Heute gibt es in der Klinik in Bargfeld-Stegen 220 Planbetten, die meisten Patienten teilen sich ihr Zimmer zu zweit oder haben es für sich allein. Diese Entwicklung wurde von der Psychiatrie-Enquête auf den Weg gebracht. „Die Regierung sagte ‚so geht das nicht‘ und hat berühmte Psychiater engagiert, um ein Gutachten zu erstellen.“ Der Bericht über die Lage der Psychiatrie in Deutschland war 1975 fertig. Die Forderungen: „Unter anderem pflegerische Ausbildung für die Mitarbeiter und die Unterbringung in Zimmern mit maximal vier Personen.“ Das sei dann recht schnell umgesetzt worden, sagt Kufeld. Die Ausbaupläne auf 1000 Betten wurden gestoppt, die Wachsäle abgeschafft.

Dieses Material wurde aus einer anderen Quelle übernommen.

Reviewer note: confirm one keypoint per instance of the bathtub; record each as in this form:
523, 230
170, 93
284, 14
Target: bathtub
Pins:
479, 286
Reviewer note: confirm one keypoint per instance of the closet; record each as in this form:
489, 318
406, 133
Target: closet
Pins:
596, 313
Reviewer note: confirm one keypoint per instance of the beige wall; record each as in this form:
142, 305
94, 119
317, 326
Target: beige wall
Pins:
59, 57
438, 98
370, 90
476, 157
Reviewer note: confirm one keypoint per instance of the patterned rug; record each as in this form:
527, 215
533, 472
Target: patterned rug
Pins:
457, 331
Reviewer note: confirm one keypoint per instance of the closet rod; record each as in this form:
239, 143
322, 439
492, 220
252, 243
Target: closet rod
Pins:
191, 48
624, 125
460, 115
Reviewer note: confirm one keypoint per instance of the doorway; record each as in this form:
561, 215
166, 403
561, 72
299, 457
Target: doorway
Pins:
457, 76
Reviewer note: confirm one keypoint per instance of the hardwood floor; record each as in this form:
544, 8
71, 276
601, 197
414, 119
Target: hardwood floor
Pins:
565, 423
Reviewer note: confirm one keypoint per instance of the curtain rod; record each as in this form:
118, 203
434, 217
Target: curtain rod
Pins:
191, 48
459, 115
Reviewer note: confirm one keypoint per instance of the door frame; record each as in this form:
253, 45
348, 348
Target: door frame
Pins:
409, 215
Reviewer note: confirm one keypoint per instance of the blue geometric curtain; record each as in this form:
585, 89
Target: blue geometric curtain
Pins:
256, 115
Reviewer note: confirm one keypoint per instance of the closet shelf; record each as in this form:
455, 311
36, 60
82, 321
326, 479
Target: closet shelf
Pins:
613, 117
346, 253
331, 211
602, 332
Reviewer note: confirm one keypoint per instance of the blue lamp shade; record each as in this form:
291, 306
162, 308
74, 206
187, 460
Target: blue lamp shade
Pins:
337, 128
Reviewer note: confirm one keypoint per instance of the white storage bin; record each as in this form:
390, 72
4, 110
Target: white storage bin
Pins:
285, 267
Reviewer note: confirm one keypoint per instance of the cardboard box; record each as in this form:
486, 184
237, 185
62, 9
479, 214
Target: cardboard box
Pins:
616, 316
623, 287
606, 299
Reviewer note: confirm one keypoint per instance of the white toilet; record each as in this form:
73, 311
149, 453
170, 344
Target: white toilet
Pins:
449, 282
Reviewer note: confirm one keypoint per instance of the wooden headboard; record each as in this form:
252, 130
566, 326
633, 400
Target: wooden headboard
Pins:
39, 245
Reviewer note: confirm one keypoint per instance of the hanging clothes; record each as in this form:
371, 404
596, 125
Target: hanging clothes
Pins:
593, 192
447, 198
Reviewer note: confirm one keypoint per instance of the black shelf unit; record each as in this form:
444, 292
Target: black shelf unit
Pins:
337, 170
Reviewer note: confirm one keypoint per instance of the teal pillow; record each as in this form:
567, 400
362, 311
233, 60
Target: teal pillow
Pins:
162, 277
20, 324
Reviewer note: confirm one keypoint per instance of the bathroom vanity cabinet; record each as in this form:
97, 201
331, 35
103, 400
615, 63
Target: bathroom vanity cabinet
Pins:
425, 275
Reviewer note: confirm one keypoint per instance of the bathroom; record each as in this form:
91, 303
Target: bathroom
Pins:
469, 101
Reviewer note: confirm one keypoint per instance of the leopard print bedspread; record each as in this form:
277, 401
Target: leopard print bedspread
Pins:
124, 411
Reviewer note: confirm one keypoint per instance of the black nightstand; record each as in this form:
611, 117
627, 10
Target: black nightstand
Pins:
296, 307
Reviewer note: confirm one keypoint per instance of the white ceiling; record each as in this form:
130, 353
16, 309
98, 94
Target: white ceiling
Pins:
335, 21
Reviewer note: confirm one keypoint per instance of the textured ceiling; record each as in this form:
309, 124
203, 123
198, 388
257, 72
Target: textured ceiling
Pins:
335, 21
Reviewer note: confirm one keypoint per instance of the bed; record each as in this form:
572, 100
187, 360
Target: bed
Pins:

Den nächsten großen Einschnitt hat Horst Kufeld selbst mitbekommen. 1989, ein paar Jahre nachdem er in Bargfeld-Stegen angefangen hatte, wurde das Kostenteilungsabkommen gekündigt, Langzeitpatienten sollten aus dem Krankenhaus in Heime entlassen werden. „Das war ein Schock für uns“, sagt er. „Die Patienten waren monatelang hier, jahrelang, einige wenige sogar jahrzehntelang. Wo sollten sie hin? Es gab ja keine Heime für chronisch psychisch Kranke. Man kann ja nicht einen 30-Jährigen im Alten- und Pflegeheim unterbringen.“ Im Nachhinein sei es aber eine gute Entwicklung gewesen. „So wurde man mutig genug, um Wohngruppen auszuprobieren, es wurden Heime gegründet, und manchen Patienten ging es sogar gut genug, um nach Hause zu gehen.“

Die Behandlung hat sich gewandelt. Die Patienten werden je nach Diagnose auf verschiedenen Stationen untergebracht, wer einen Entzug von illegalen Drogen durchmacht, teilt nicht das Zimmer mit einem Depressiven. Ein wichtiger Punkt ist auch der Umgang mit Medikamenten. Kufeld: „Psychopharmaka können ein Segen sein in Situationen, in denen Menschen mit viel Angst zu tun haben. Aber früher wurden die Patienten mit Medikamenten ruhiggestellt und sonst gar nicht behandelt. Das ist verwerflich.“ Inzwischen gehe es viel um Gespräche mit Therapeuten oder in Gruppen, zudem gibt es Musiktherapie und Ergotherapie, die Patienten können reiten, schwimmen oder im Gerontogarten spazieren gehen, einem Garten für Menschen mit Demenz. Hier gibt es sogar eine Bushaltestelle, an der zwar kein Bus hält, die aber Erinnerungen bei den Patienten wecken soll.

Die nächste Bushaltestelle, die tatsächlich von einem Bus angefahren wird, ist zu Fuß ein paar Minuten entfernt vom Krankenhaus. Besonders guten Anschluss nach Hamburg bietet sie nicht gerade. Irgendeinen Nachteil hat das „raus aus der Stadt“ dann eben doch.